Flammes está producida por el Institut National de l'Audiovisuel y cuenta con la colaboración como iluminador de Thierry Arbogast, que entonces contaba veinte años. Aunque Arrieta se sigue encargando, como siempre, de llevar la cámara, del montaje y demás aspectos táctiles de la película, se nota un cambio de registro que hace de ésta su cinta más sugerente y más turbadora. Podemos advertir la influencia de Cocteau –Les enfants terribles- y de Jacques Rivette –Celine et Julie vont en bateau-, pero la capacidad para captar el mundo onírico con los sencillos mecanismos de una cámara de 16mm es cien por cien arretiana.

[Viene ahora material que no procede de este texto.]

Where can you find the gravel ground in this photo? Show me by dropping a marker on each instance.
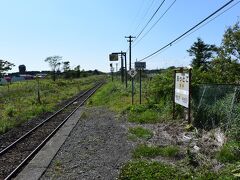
(96, 148)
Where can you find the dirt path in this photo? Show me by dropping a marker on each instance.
(95, 149)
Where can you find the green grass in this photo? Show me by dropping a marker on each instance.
(112, 95)
(230, 153)
(137, 170)
(149, 170)
(141, 132)
(147, 116)
(154, 151)
(19, 103)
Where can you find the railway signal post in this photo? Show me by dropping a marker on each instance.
(140, 66)
(132, 73)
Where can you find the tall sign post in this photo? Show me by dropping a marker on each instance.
(132, 73)
(130, 49)
(140, 66)
(111, 69)
(114, 57)
(182, 90)
(126, 69)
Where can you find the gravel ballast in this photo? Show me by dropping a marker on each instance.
(96, 148)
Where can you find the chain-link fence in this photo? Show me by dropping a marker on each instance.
(217, 105)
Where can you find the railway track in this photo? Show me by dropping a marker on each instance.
(16, 155)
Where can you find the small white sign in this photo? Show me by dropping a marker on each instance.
(182, 89)
(132, 73)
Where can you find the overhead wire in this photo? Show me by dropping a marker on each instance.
(150, 19)
(146, 12)
(155, 23)
(199, 27)
(185, 33)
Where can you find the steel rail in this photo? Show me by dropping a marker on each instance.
(42, 123)
(24, 162)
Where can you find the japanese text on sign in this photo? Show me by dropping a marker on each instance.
(182, 89)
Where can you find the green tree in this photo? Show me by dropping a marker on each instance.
(5, 66)
(54, 62)
(231, 42)
(201, 53)
(226, 66)
(77, 70)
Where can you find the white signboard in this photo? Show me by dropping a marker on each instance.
(132, 73)
(182, 89)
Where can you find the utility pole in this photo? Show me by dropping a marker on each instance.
(130, 49)
(122, 73)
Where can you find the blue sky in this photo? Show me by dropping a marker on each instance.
(85, 32)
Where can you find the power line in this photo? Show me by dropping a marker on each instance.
(150, 19)
(209, 21)
(146, 12)
(169, 44)
(201, 26)
(155, 23)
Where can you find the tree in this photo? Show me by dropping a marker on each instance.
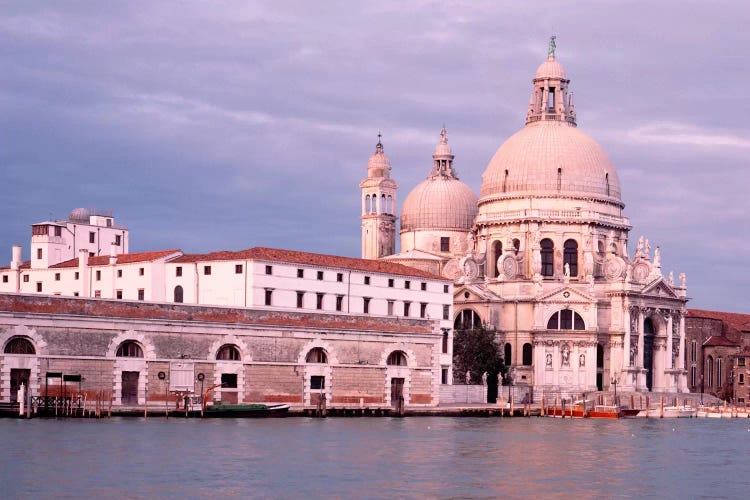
(476, 351)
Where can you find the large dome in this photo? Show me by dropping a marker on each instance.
(548, 158)
(439, 203)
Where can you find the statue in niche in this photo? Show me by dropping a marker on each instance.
(639, 248)
(565, 354)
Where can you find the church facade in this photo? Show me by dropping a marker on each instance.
(541, 256)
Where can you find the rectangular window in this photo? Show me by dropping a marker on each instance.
(228, 380)
(317, 382)
(445, 244)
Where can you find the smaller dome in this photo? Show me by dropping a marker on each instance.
(439, 203)
(80, 214)
(550, 69)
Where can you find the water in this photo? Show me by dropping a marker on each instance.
(375, 458)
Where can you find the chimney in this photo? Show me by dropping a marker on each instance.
(16, 261)
(83, 262)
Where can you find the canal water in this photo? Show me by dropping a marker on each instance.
(375, 458)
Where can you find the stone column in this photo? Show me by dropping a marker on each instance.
(641, 383)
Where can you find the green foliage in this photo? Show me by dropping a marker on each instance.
(477, 352)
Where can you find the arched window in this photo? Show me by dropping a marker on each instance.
(396, 358)
(228, 352)
(527, 354)
(317, 355)
(467, 319)
(19, 345)
(570, 256)
(129, 349)
(548, 257)
(566, 320)
(497, 251)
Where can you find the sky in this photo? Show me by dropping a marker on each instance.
(226, 125)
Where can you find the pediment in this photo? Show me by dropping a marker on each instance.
(475, 293)
(567, 294)
(658, 288)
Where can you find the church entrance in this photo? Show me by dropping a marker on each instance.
(18, 377)
(648, 352)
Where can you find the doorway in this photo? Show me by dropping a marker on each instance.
(129, 395)
(397, 391)
(18, 376)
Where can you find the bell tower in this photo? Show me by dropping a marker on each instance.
(378, 207)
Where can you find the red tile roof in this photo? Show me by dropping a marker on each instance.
(125, 258)
(738, 321)
(314, 259)
(36, 304)
(717, 341)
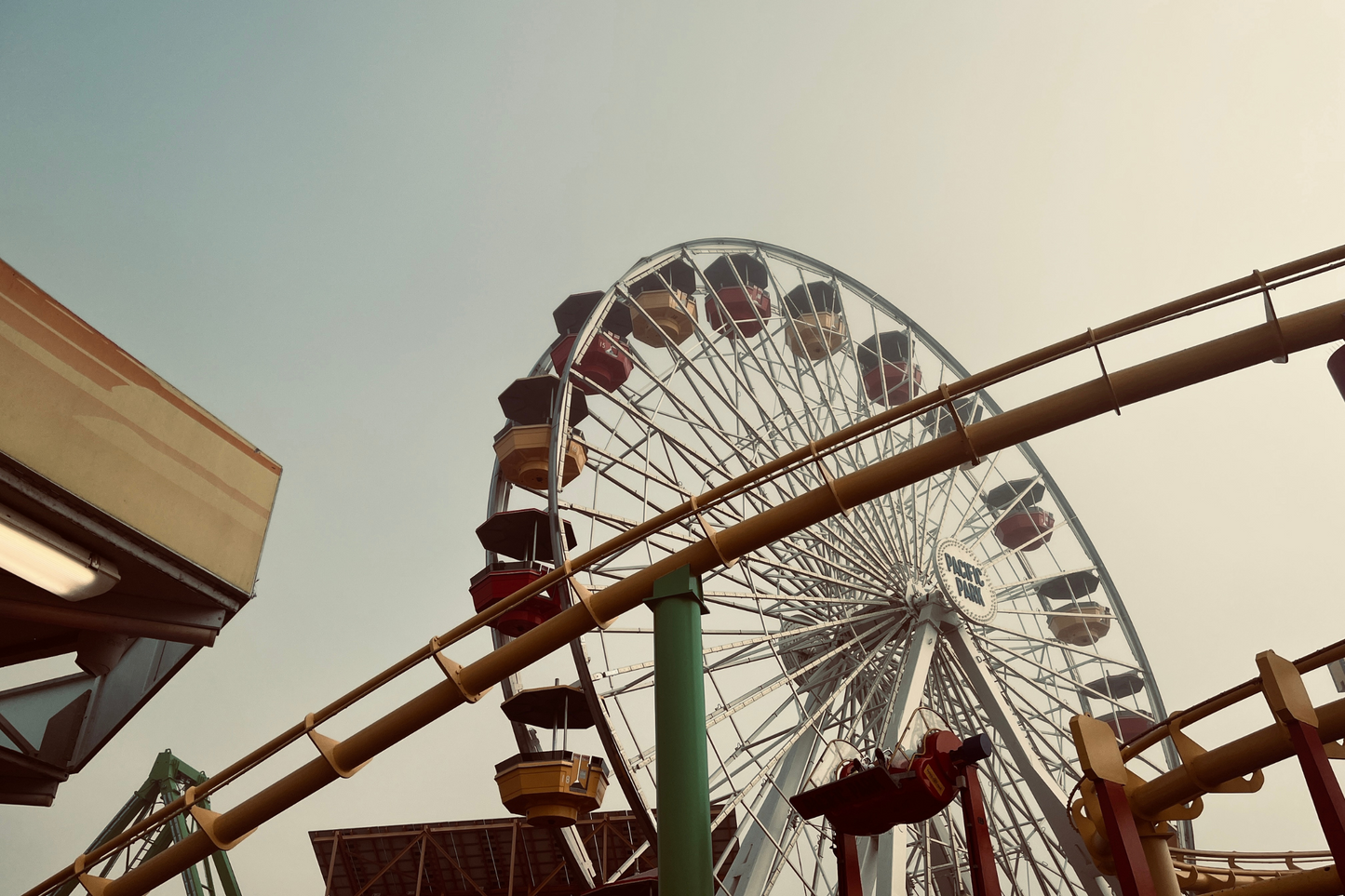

Luego, de vuelta a España, no encuentra el modo de realizar el cine sin mediadores que es el único que sabe o quiere hacer. KIki adapta para la serie de TVE Delirios de amor el relato “La gata”, de Colette, que ya Rossellini había llevado a la pantalla en su episodio de Les sept péchés capitaux.
Los sinsabores de la producción de Merlín, basada en una obra de Cocteau en la que él mismo se ve obligado a interpretar el papel del mago, le llevan a abandonar el cine durante doce años.

Aunque Eco y Narciso esté rodada de nuevo en 16mm, el tratamiento de la imagen –al menos, en la copia que podemos ver- obedece a las reglas del vídeo. La nueva tecnología provocará la vuelta a la actividad de Arrieta. En Vacanza permanente graba su pie, su mano en un espejo… El objetivo, todavía pudibundo, se vuelve hacia sí mismo.